Pursuing his Passions
Dr. Brusca feels fortunate to have worked with mentors who encouraged him to follow his passions. “Early on, I was trying to decide between pulmonary medicine and cardiology,” he said. “I was very lucky that some of my residency mentors told me, ‘If you want to do cardiology and ICU, why don’t you do both?’ Especially within academics, there’s a lot of flexibility to choose your own adventure. You can build a career and academic portfolio that suits you and sets you up for long-term success, because it satisfies your inner curiosity and clinical interests.”

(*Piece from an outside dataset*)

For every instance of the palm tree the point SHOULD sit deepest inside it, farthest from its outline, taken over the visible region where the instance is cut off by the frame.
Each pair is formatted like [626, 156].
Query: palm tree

“Sam Brusca is one of the best and brightest… who brings to UCSF extraordinarily broad critical care and cardiology skills, as well as a promising research program,” said Henry Masur, MD, chief of the Critical Care Medicine Department at the NIH Clinical Center and one of Dr. Brusca’s longtime mentors.
“We are thrilled that Dr. Brusca has joined our critical care cardiology section at UCSF,” said Dr. Barnett. “Already, during his fellowships in critical care medicine and cardiology, Sam has accomplished much, and we look forward to his educational, research and clinical contributions to our section at UCSF and more broadly to the new specialty of critical care cardiology.”
“I’m very excited to be joining a nascent but supported critical care cardiology program that I believe will soon become one of the nation’s leading centers,” said Dr. Brusca. “I hope we’ll be able to build a cutting-edge precision medicine research portfolio to improve care of critically ill cardiac patients, and to help the field grow and evolve by training the next generation of cardiac intensivists.”
Prior to becoming a doctor, Dr. Brusca was on his high school and college wrestling teams, and he has also volunteered as a wrestling coach. He is married to Rebeccah Brusca, MD, MPH, a hospitalist at Zuckerberg San Francisco Hospital. Together they have two young children.